# Anyone ever use a "Pee Post"?



## BradA1878 (Nov 28, 2009)

I'm wondering if these "Pee Post" work...

http://www.drsfostersmith.com/product/prod_display.cfm?pcatid=11109

Anyone have any experience with them?


----------



## Fuzzy Pants (Jul 31, 2010)

If they do I'm so getting one.


----------



## Charis (Jul 12, 2009)

Exactly my question. According to the amazon reviews it doesn't but I am curious to see what ppl say...


----------



## Miranda16 (Jan 17, 2010)

I had one ... they dogs could have cared less it was there and ended up getting it out of the ground and running around with it like a toy ... not worth it.


----------



## Allyfally (Mar 4, 2011)

I almost got one before, but I didnt based on the reviews. If they made a poop post thing, I'd probably get that though. Haha. I hate scouring the yard to poops.


----------



## Fuzzy Pants (Jul 31, 2010)

One of the reviews said to catch some of their pee/poo in a paper cup and deposit it where you want them to go. Might try that and see if it works.


----------



## LazyGRanch713 (Jul 22, 2009)

Every vertical object in my backyard is a pee post xD


----------



## BradA1878 (Nov 28, 2009)

Miranda16 said:


> ...ended up getting it out of the ground and running around with it like a toy ... not worth it.


That's what I was thinking ours would do too.



LazyGRanch713 said:


> Every vertical object in my backyard is a pee post xD


Same here.
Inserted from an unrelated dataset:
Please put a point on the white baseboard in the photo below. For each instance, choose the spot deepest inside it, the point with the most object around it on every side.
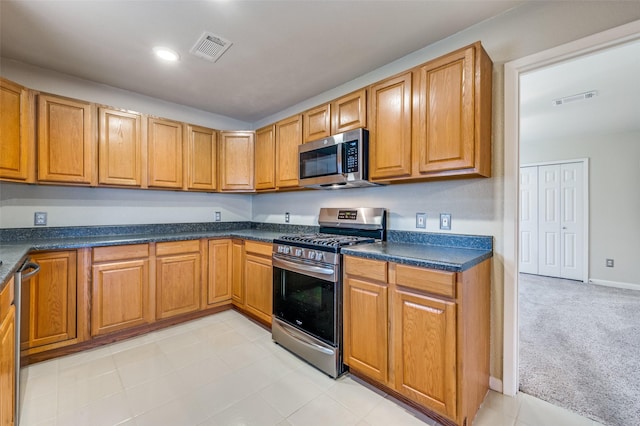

Our CO pee on everything and I would love a way to direct them to a specific area.

----


----------



## katielou (Apr 29, 2010)

It worked for us but it stinks.


----------



## Nargle (Oct 1, 2007)

I've never used one, but IMO the best way to train your dog where to go in a specific place is to take them out on a leash, use your body to block them from leaving the designated "bathroom area" until they've gone, then give them a party every time they go in the right place. Takes lots and lots of patience, but it certainly works if you're consistent and persistent.


----------



## cshellenberger (Dec 2, 2006)

I've used a silmilar product to train the dogs to go in one certain area of the yard (last house, where they had a yard large enough to only USE one area) worked pretty well as a training tool, but they do eventually lose thier effectiveness. Of course of the training is done right by that time they've served their purpose.


----------



## InkedMarie (Mar 11, 2009)

I never used one of those but we did buy fox urine for our coonhound, didn't work (she would not potty in our kennel at all, had to be walked)


----------



## doginthedesert (Jun 18, 2010)

This is really gross, but the pee post didn't work for us until we got a few male humans to pee on it. So I don't think the pee post worked at all. In our new house I am going to have a bunch of drunken college students over and tell them to pee in the corner I want the dog to go in


----------



## Curbside Prophet (Apr 28, 2006)

Yes, yes I've use one. I'll never forget the hangover the next day.


----------



## InkedMarie (Mar 11, 2009)

Curbside Prophet said:


> Yes, yes I've use one. I'll never forget the hangover the next day.


ROFL! We need a like button on DF!


----------